Elasticsearch Cluster Setup & Update: Read, Plan, and Test

Setting up and then updating Elasticsearch clusters is a sensitive and error-prone process. As a company that provides ELK (Elasticsearch, Logstash, and Kibana) as a service, we know a thing or two about the process because we invest a lot of engineering time to make sure that our Elasticsearch version and plugins are always up to date.

So, to help those who are maintaining their own Elasticsearch installations, I wanted to provide a quick checklist of tips that DevOps engineers and system administrators need to remember when they upgrade Elasticsearch clusters. In a nutshell, it comes down to a three-pronged process: Read, Plan, and Test.

Reading Before Your Update

It’s crucial to read before you start to plan. First, look at the Elasticsearch documentation relevant for upgrades — it’s pretty straightforward. But remember this rule-of-thumb: Minor version changes (from 2.X to 2.Y) support rolling upgrades (one node at a time), but major version updates (from 1.X to 2.X) require full cluster restarts.

Second, one should always consult the breaking changes pages (see the right-hand sidebar) that are relevant to every version that is being upgraded. Elastic provides the basic steps for rolling upgrades as well as full cluster upgrades in their documentation. Here, I will walk you through some of the finer points to consider when upgrading your cluster and try to help you to avoid some of the mistakes that we have learned from the hard way.

Planning Your Cluster Update

The first thing to do when planning your Elasticsearch cluster upgrade is to prepare a cluster inventory. Use a top-to-bottom approach and answer the following questions:

What types of nodes are you using (master, data, or client)?
How many of each type are there?
What plugins and which versions are installed on each node?
Does your master election configuration (minimum master nodes) make sense?
Do you have enough disk space on your data nodes in case one of them should have problems?

Answer these questions to acquaint yourself with your cluster. Make sure that you have the best possible knowledge of the starting point of the cluster before the planned upgrade. The information gathered during this inventory is critical in moving forward with the planning.

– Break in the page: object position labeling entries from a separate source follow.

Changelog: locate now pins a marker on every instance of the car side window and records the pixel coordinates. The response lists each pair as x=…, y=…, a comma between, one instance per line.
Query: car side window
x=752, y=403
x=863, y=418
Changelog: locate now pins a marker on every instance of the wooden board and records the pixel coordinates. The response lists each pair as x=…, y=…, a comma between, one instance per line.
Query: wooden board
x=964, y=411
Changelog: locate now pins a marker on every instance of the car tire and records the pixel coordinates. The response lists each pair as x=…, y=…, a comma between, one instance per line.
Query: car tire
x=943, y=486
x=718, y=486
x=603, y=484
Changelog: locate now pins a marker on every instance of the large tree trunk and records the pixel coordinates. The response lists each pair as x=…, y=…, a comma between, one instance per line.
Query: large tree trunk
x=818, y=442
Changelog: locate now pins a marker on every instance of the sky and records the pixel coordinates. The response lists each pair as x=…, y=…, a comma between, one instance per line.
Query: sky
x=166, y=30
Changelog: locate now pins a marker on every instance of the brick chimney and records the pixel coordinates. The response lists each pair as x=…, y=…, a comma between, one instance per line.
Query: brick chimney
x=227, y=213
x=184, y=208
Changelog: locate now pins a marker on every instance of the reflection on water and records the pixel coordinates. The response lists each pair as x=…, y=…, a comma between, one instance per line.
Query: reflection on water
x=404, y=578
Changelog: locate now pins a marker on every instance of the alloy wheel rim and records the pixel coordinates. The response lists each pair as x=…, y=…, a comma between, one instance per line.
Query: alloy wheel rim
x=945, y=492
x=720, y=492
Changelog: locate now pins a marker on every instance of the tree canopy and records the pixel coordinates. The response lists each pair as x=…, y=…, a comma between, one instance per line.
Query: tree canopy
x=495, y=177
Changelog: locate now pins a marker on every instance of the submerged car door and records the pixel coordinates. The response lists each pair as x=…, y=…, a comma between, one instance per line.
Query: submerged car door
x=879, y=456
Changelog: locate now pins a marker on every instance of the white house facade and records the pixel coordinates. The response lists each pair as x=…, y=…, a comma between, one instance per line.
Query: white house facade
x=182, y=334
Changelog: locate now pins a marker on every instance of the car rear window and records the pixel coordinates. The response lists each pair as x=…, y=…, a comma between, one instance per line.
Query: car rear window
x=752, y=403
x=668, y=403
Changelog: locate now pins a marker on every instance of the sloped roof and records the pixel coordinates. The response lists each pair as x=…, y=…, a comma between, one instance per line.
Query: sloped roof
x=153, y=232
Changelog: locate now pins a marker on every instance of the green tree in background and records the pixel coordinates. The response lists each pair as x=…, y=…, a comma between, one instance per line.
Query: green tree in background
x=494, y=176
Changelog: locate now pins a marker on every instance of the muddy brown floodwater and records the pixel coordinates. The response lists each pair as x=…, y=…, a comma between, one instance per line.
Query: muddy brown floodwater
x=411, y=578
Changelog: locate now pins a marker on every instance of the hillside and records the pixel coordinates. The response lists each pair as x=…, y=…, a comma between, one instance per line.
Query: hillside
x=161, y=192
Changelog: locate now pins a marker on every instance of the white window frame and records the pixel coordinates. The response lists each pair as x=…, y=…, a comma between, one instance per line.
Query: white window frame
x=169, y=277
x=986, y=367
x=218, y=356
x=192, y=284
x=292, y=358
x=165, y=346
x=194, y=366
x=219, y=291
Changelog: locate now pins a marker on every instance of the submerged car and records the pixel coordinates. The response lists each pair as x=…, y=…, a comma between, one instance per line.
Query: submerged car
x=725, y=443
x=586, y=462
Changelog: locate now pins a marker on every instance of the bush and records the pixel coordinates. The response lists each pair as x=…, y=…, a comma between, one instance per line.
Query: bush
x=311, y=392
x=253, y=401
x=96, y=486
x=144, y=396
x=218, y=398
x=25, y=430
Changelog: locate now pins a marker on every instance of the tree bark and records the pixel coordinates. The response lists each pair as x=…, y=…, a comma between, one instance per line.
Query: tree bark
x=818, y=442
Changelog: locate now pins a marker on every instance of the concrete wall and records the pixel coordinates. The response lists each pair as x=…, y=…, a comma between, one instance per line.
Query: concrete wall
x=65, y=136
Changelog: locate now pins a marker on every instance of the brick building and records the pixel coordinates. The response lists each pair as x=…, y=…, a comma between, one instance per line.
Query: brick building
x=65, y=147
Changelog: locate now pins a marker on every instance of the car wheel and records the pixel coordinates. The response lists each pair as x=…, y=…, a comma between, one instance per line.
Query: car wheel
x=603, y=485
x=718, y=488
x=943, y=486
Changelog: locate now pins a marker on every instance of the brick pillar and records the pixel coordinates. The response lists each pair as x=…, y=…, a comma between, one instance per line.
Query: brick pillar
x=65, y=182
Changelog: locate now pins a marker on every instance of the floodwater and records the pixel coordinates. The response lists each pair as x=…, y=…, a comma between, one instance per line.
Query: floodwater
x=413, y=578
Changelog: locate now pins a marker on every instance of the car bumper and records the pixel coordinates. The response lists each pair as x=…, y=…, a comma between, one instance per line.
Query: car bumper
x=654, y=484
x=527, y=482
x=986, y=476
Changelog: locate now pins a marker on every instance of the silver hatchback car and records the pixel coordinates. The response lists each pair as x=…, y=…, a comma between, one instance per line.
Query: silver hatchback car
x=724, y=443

The next step is to formulate a high-level plan for the upgrade. The first step in this plan is to create data snapshots of your entire cluster (if possible). Depending on your use case, you might be able to take a snapshot of only part of your data, or you might have to take a snapshot of part of the data in advance and then another immediately before the upgrade. Use your best judgment, but be sure to safeguard your data.

Make sure that your target version files or packages are accessible from your cluster, and do not forget to update all of your plugins to their latest versions! You do not want to have a node down and be unable to start it while you scramble to find a version of some plugin at the last minute. (For help, I would refer to Elastic’s upgrade guide.)

Think carefully about the order in which you will upgrade your nodes. We have been bitten in the past by the side-effects of not creating an upgrade-order process carefully. We have upgraded client nodes before data nodes and ended up with very risky “hotspot” data nodes that we were heavily loaded by the client nodes while the upgrade was in progress because there were not enough upgraded data nodes to share the load.

We recommend an upgrade order of master, data, and then client nodes, but use your own judgment and do a test beforehand. (Depending on the version from which you are migrating, you will need to aware of these specific changes.) Another useful upgrade pattern that we have been using it to create a new cluster and migrate the data to the new cluster instead of upgrading existing nodes.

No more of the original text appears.